Feature Request: 'wait' subcommand #117

bheisler · 2020-10-13T14:55:54Z

Is your feature request related to a problem? Please describe.
When writing shell scripts that submit a number of pueue jobs (either to the main queue or to a specific group) it would be nice if pueue had some way to wait until all of the jobs are finished. Instead the shell script terminates and the user must periodically check the status to find out the progress.

Describe the solution you'd like
pueue should provide a subcommand which blocks until all jobs in the main queue or a specified group are complete. Ideally, it should also display some basic progress information, such as how many jobs are complete and how many are remaining.

Describe alternatives you've considered
I suppose one could run pueue follow on the last job, but that gives no information about the overall progress and I'm not even sure if follow works before the last job starts running.

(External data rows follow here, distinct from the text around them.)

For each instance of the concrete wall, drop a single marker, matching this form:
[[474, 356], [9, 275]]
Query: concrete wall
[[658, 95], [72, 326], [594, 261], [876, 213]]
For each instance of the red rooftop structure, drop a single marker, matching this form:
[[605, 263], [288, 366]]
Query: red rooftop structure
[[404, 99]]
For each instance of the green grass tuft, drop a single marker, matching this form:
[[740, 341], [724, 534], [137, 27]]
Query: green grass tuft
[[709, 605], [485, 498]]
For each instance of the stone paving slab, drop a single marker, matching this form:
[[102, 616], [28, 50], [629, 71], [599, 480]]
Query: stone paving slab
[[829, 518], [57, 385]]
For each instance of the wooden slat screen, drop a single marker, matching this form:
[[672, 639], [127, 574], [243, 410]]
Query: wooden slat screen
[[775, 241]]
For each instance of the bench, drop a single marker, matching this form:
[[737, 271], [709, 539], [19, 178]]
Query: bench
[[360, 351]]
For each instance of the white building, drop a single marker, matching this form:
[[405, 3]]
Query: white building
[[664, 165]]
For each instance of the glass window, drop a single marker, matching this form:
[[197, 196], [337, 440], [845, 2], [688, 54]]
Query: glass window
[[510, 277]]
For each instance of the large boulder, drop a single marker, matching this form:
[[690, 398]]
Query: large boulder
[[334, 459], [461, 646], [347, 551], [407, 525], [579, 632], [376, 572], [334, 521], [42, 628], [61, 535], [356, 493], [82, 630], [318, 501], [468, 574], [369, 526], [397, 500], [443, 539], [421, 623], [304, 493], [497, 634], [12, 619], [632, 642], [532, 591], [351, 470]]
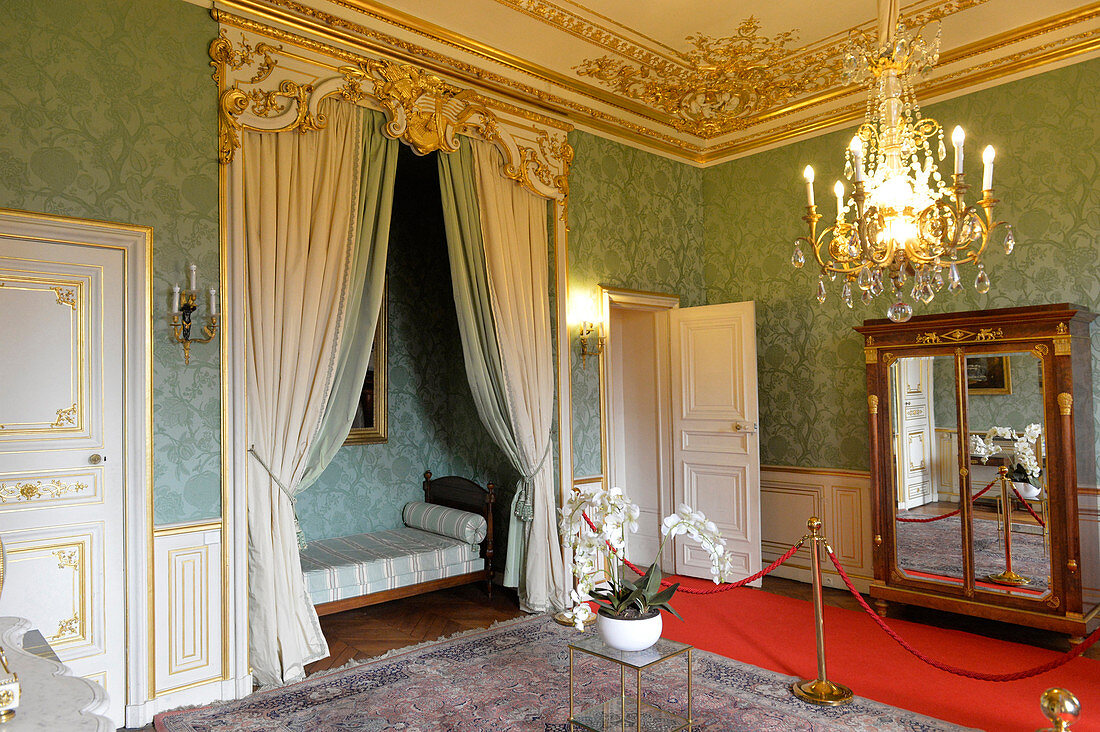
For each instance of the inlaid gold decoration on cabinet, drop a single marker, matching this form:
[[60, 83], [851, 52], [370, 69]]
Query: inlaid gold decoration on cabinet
[[268, 88], [19, 491], [62, 360]]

The text was updated successfully, but these errors were encountered:

Nukesor · 2020-10-13T16:15:12Z

Hmm. I see how this can be handy, when writing scripts.

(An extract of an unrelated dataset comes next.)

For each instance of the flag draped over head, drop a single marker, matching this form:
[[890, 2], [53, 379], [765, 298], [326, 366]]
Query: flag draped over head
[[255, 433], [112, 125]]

I'm curious though, why do you use pueue in combination with scripts. Do you use it as a "load balancer" to specify the amount of parallel running tasks?

If so, you could try to simply add another task to the queue, which should run after the previously added commands.
Dependencies can be added via the --after flag, when using pueue add. You can specify multiple tasks at once (e.g. all task id's you just added)

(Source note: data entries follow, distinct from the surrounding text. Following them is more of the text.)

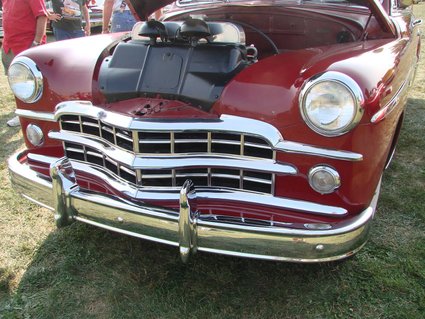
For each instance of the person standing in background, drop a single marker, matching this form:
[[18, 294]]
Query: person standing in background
[[71, 24], [24, 25], [122, 18]]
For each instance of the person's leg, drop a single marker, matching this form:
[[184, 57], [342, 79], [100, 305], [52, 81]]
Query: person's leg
[[61, 34], [6, 59]]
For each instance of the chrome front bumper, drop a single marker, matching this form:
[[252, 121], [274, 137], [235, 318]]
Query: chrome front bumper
[[186, 228]]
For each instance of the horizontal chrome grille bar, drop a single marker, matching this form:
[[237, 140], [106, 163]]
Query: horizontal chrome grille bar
[[219, 194], [226, 123]]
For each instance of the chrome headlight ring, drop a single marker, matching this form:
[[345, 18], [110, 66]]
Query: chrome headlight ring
[[331, 103], [25, 80]]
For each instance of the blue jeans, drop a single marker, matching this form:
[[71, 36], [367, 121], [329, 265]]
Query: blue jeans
[[61, 34], [122, 21]]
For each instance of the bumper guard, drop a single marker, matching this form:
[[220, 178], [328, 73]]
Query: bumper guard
[[185, 228]]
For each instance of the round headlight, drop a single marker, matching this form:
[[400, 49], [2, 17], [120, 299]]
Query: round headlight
[[331, 103], [35, 135], [324, 179], [25, 80]]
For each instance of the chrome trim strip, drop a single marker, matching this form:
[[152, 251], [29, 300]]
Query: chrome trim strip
[[175, 161], [162, 224], [299, 148], [226, 123], [35, 115], [219, 194], [390, 106]]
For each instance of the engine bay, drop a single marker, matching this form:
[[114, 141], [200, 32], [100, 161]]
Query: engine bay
[[189, 60]]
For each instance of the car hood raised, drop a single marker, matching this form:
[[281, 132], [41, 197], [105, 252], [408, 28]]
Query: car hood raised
[[143, 8]]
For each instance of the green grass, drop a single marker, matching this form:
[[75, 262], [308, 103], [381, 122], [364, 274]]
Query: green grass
[[84, 272]]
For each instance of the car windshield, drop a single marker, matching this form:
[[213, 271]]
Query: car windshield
[[344, 2]]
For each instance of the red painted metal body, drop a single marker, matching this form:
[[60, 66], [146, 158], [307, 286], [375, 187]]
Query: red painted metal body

I just want to check, if your use-case can be covered by already existing options :)

Nukesor · 2020-10-13T16:24:29Z

Another possibility would be to use pueue status -j and parse the json output yourself.

Waiting for specific tasks to finish in a script is not an operation which pueue's CLI has been designed for :D
And I'm not sure, if it's something that belongs into the commandline interface.

IMO, CLIs should be primarily designed human usage. pueue wait will probably only be used for notifications and scripting. And notifications can be done via the callback option.

However, that's what the -j flag is for. An easily accessible interface to get data out of pueue.

Nukesor · 2020-11-30T16:38:46Z

@bheisler Hey :)

Just in case the previous comments appeared a bit harsh. I wanted to discuss the issue and state my thoughts without ignoring any of your arguments. I'm still open for suggestions and curious if your use-case can be covered by the existing tools.

Should I close the issue or do you still think this should be added?

bheisler · 2020-11-30T17:07:37Z

Well, my basic use case here is that I have a script that runs a bunch of experimental runs of our software (this is at work) on various datasets, with various options, etc. My goal is to gather information about each run to analyze later to make decisions about how my changes affected the results. Does this change to the algorithm give more or less accurate results, does it run faster or slower, does it generalize well to other data sets, that sort of thing. This is entirely a batch process - submit a bunch of tasks and wait for them to all be done. Sometimes it takes days for this whole process to be completed.

Each of these runs uses some number of CPU's in our computing cluster for an irregular amount of time. I use Pueue to control the parallelism of these test runs, so that my testing doesn't use too many CPU's and inconvenience my coworkers who are trying to use the same cluster. I also appreciate how it keeps the logs and tracks whether each task ran successfully - before I started using Pueue, I would often waste a lot of time repeating the whole batch process because I had no easy way to re-run only the tasks that failed.

But the abstraction leaks a bit because Pueue's model - submitting tasks to a queue to be run asynchronously - doesn't match that of a normal shell, where the shell is blocked until the task is completed. Shells can submit asynchronous background tasks and use the wait command to block until they're all completed, but this mechanism gives no concurrency control and doesn't track the success or failure or log output of each task. The abstraction is still leaky, especially in the presence of Unix Signals, but it mostly works. Pueue has no equivalent to this command.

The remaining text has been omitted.